Question:

  • over-complicated pipelines?

  • how many coders? -> structure of the pipelines

all

all

reading data

us_d <- read.csv(US_TBA_PATH)
cn_d <- read.csv(CN_TBA_PATH)

Free Description

US

us_fd_form <- us_d %>% 
  filter(task_name == "FD") %>% 
  mutate(
    stimulus = as.character(stimulus), 
    trial_raw = as.character(trial_raw), 
    culture = "US") %>% 
  arrange(stimulus) %>% 
  mutate(
    coder = "",
    codeable = "", 
    first_mention_focal = 0, 
    first_mention_backgrd = 0, 
    descriptive_focal = 0, 
    descriptive_backgrd = 0, 
  ) %>% 
  select(-X, -trial_num)

#currently decide not to parse the keywords becaue they are not very efficient & do not significantly reduce the lengths 
#system.time(us_fd_form$trial_parsed <- lapply(us_fd_form$trial_raw, parse_key_words))
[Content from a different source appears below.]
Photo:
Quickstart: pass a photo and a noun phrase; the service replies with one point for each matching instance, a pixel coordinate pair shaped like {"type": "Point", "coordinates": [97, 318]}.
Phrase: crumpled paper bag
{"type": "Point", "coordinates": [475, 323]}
us_fd_form %>% datatable()

CN

cn_fd_form <- cn_d  %>% 
  filter(task_name == "FD") %>% 
  mutate(
    stimulus = as.character(stimulus), 
    trial_raw = as.character(trial_raw), 
    culture = "CN") %>% 
  arrange(stimulus) %>% 
  mutate(
    coder = "",
    codeable = "", 
    first_mention_focal = 0, 
    first_mention_backgrd = 0, 
    descriptive_focal = 0, 
    descriptive_backgrd = 0, 
  ) %>% 
  select(-X, -trial_num)



cn_fd_form %>% datatable()

write the forms

write.csv(us_fd_form, US_FD_PATH)
write.csv(cn_fd_form, CN_FD_PATH)

Causal Attribution

US

us_ca_form <- us_d %>% 
  filter(task_name == "CA") %>% 
  mutate(
    culture = "US",
    codeable = "",
    attribution = "", 
    coder = "", 
  ) %>% 
  select(-X, -trial_num)
us_ca_form %>% datatable()

cn

cn_ca_form <- cn_d %>% 
  filter(task_name == "CA") %>% 
  mutate(
    culture = "CN",
    codeable = "",
    attribution = "", 
    coder = "", 
  ) %>% 
  select(-X, -trial_num)
cn_ca_form %>% datatable()

write the forms

write.csv(us_ca_form, US_CA_PATH)
write.csv(cn_ca_form, CN_CA_PATH)

Symbolic Self Inlfation

Here we only focus on the cases where circle num >= label num because we already throwing out the case where circle num < label num in exclude_task. R

First pass: check labels, divide by languages

syms_df <- read_csv(merged_PATH) 
## Parsed with column specification:
## cols(
##   .default = col_character(),
##   trial_index = col_double(),
##   time_elapsed = col_double(),
##   correct = col_logical(),
##   passed = col_logical(),
##   activate = col_logical(),
##   startTime = col_double(),
##   endTime = col_double(),
##   RT = col_double(),
##   answer_correct = col_double(),
##   unique_position = col_double(),
##   response = col_double()
## )
## See spec(...) for full column specifications.
# summarizing circle numbers for each participant 
num_circ <- count_circle_number(syms_df) 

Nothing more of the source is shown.